Ces groupes de responsables ne cachent pas qu'ils agissent aussi pour prévenir un autre phénomène, qui constitue le deuxième type de réactions: un désengagement progressif d'une frange de la population sioniste-religieuse de tout ce qui représente l'Etat. On assiste ainsi à des refus de servir dans l'armée - impensable dans ces milieux il y a quelques années encore - à des refus de servir dans certaines unités combattantes, à des débats ou des réactions ostensiblement hostiles lors de la récitation des Prières pour l'Etat dans les synagogues, ou même un boycott des festivités de Yom Haatsmaout. Le Rav Hillel Weiss, d'Elkana, par exemple, demande à ses fidèles "de ne plus utiliser le drapeau national ni tout symbole représentant l'Etat." Le Rav Dov Lior de Kiriat Arba, déplore que "beaucoup de gens ont perdu toute leur confiance en l'Etat". Cette frange du courant sioniste religieux est certes minoritaire, mais elle traduit un malaise certain et compréhensible: à l'opposé des premiers, ceux-ci estiment "que les sionistes religieux ont toujours été fidéles à l'Etat et à ses institutions, pour être finalement trahis par des gouvernements qui n'ont plus rien de Juif". Et l'expulsion des Juifs du Goush Katif par celui qui fut longtemps le héros de cette population ne peut que confirmer cette thèse. Un sentiment d'ingratitude et de "laissés-pour-compte" s'est emparé de nombreuses familles.
Essayant de concilier les deux visions, le Rav Haïm Druckman, qui préside les Yeshivot du Bne Akiva, déclare, comme le disait aussi le Rav Tsvi Yehoud Kook zatzal: "Il ne faut pas confondre l'Etat et le gouvernement. Et le pire gouvernement en Eretz Israël est toujours préférable au meilleur gouvernement en Diaspora."

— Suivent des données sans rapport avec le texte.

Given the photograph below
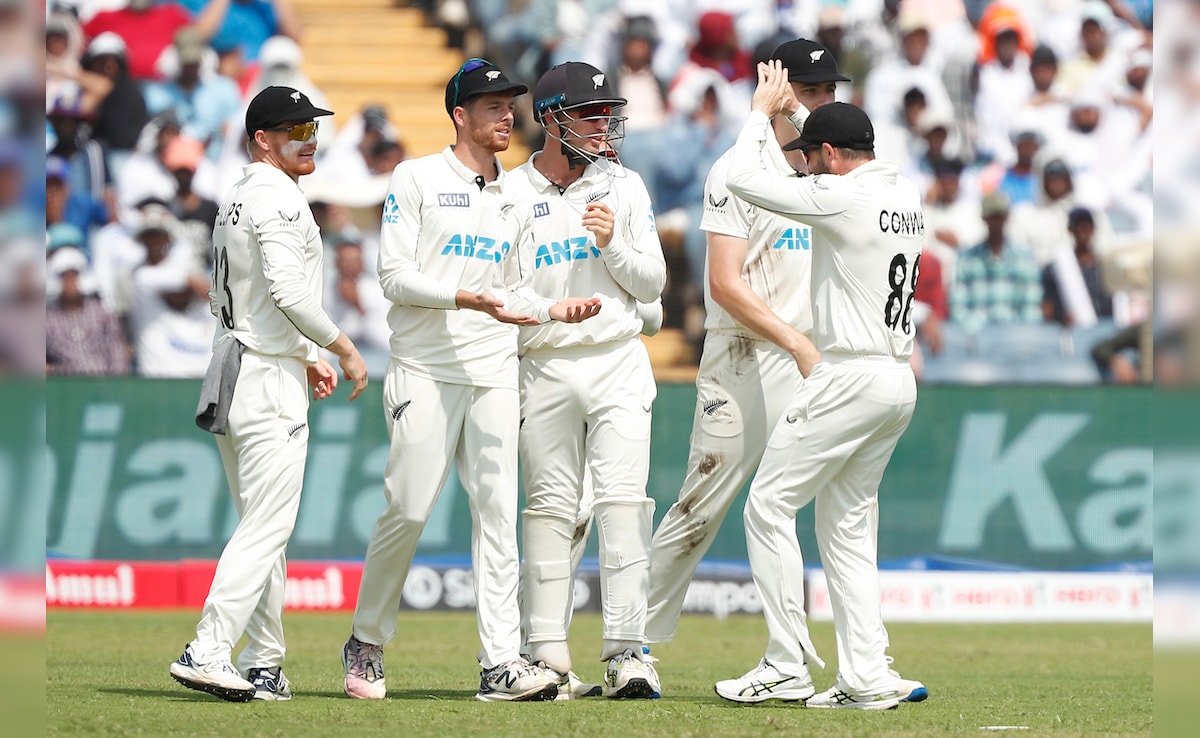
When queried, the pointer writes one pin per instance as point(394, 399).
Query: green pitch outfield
point(106, 675)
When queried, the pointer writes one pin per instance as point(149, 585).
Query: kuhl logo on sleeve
point(454, 199)
point(390, 209)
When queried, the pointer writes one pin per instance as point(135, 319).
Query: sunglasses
point(471, 65)
point(299, 131)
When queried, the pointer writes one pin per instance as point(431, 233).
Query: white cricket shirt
point(442, 233)
point(869, 229)
point(268, 269)
point(779, 256)
point(558, 257)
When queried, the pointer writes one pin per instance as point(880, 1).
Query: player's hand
point(574, 310)
point(322, 378)
point(354, 370)
point(490, 304)
point(599, 220)
point(773, 89)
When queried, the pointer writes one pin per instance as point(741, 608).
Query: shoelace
point(367, 654)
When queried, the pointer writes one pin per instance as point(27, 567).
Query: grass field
point(107, 676)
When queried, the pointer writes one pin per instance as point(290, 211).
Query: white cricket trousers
point(742, 389)
point(264, 450)
point(586, 407)
point(432, 425)
point(832, 444)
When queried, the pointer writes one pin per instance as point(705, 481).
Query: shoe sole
point(541, 694)
point(595, 691)
point(760, 699)
point(226, 693)
point(917, 695)
point(636, 689)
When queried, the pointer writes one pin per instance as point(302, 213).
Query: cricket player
point(450, 396)
point(267, 295)
point(839, 431)
point(587, 390)
point(759, 312)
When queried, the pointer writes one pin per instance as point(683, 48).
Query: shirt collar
point(591, 173)
point(469, 175)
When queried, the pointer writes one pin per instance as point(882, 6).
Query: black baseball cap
point(838, 124)
point(808, 61)
point(276, 106)
point(571, 84)
point(479, 77)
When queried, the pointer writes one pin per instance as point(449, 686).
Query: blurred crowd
point(1027, 124)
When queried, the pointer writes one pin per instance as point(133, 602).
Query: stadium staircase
point(363, 52)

Comme dans les meilleures histoires juives, l'on dira que ceux-ci et ceux-là ont raison! Le sionisme religieux arrivé à maturité est à la croisée des chemins. Le questionnement est la meilleure manière d'arriver à une évolution positive de ce grand mouvement historique et idéaliste. L'essentiel étant de rester fermement accroché à ses deux symboles: le sionisme et les valeurs de la Thora. H'ag Sameah' lekh'ol Am Israël!